Architecture
Beam uses a hybrid architecture that separates user interface from core tunneling logic. A Node.js CLI handles command parsing and process management, while a Rust daemon performs the actual network operations. This design provides both developer ergonomics and high performance.
System Overview
When you run beam 3000, several components work together:
Beam Architecture
The CLI spawns the daemon as a child process, communicates via stdout/stderr, and handles user interaction. The daemon manages all network operations including Tor connections, DNS resolution, and HTTP proxying.
CLI Tool (Node.js)
The CLI is written in TypeScript and distributed via npm. It serves as the user-facing interface to Beam, handling argument parsing, configuration management, and process lifecycle.
Responsibilities
- Argument parsing: Validates and processes CLI flags like
--port,--domain,--tor - Process management: Spawns the Rust daemon and monitors its health
- Configuration: Reads and writes
~/.beam/config.json - Status display: Shows tunnel URLs, connection status, and errors
- Signal handling: Graceful shutdown on Ctrl+C
Technology Stack
- Runtime: Node.js 18+ with ES modules
- Language: TypeScript for type safety
- Build: tsup for bundling to CJS and ESM
- Distribution: npm package
@byronwade/beam
The CLI is intentionally lightweight. All heavy lifting happens in the Rust daemon, keeping the Node.js process responsive to user input.
Tunnel Daemon (Rust)
The daemon is compiled to a native binary for each platform (macOS, Linux, Windows). It handles all performance-critical networking operations using Rust's async runtime.
Responsibilities
- HTTP/HTTPS proxy: Accepts incoming requests and forwards them to your local server
- Tor integration: Creates and maintains hidden service connections
- DNS server: Resolves custom domains like
myapp.localto 127.0.0.1 - TLS termination: Generates self-signed certificates for HTTPS
- WebSocket support: Proxies WebSocket connections through the tunnel
Technology Stack
- Language: Rust for memory safety and performance
- Async runtime: Tokio for non-blocking I/O
- HTTP server: Hyper for high-performance HTTP handling
- TLS: rustls for pure-Rust TLS implementation
- Tor: arti-client for Tor protocol implementation
Rust was chosen for the daemon because tunneling is inherently I/O-bound. Tokio's async model handles thousands of concurrent connections efficiently without the overhead of garbage collection pauses or thread-per-connection models.

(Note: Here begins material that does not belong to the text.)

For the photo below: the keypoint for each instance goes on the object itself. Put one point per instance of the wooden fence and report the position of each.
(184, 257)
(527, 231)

The daemon binary is bundled with the npm package. When you install Beam, it includes pre-compiled binaries for your platform. No Rust toolchain is required on user machines.
Tor Integration
Beam uses the Tor network to provide global access without exposing your IP address. When you enable Tor mode, the daemon creates a hidden service (onion service) that routes traffic through the Tor network.
How It Works
- The daemon starts an embedded Tor client using the arti library
- It generates an Ed25519 keypair that determines your .onion address
- A hidden service descriptor is published to the Tor distributed hash table
- Introduction points are established in the Tor network
- Clients connect through rendezvous points without learning your IP
The .onion address is derived from your public key, providing cryptographic identity verification. Anyone connecting to your .onion address can be certain they're reaching your service and not an impostor.
Initial Tor connection takes 10-30 seconds while circuits are built. Subsequent requests have 100-300ms additional latency due to the multi-hop routing. This tradeoff provides strong privacy guarantees in exchange for some speed.
Local DNS Resolution
Beam runs a lightweight DNS server that resolves custom domains to localhost. This allows you to use memorable domain names instead of localhost:3000.

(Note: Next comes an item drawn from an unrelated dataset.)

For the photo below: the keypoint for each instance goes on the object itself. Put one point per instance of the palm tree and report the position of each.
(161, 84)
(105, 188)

beam 3000 --domain myapp.local
When you specify a domain, the DNS server binds to port 5354 (configurable) and responds to queries for that domain with 127.0.0.1. Your system's resolver needs to be configured to use Beam's DNS server for local domains.
Platform-Specific Configuration
- macOS: Beam can automatically create
/etc/resolver/localfiles - Linux: Requires manual configuration of systemd-resolved or dnsmasq
- Windows: Requires hosts file entry or DNS proxy configuration
The DNS server only responds to queries for domains you've configured. All other queries are passed through to your system's default resolver.
Dual-Mode Operation
Beam supports running local and Tor access simultaneously. This is useful during development when you need fast local access for yourself but also want to share with teammates or test webhooks.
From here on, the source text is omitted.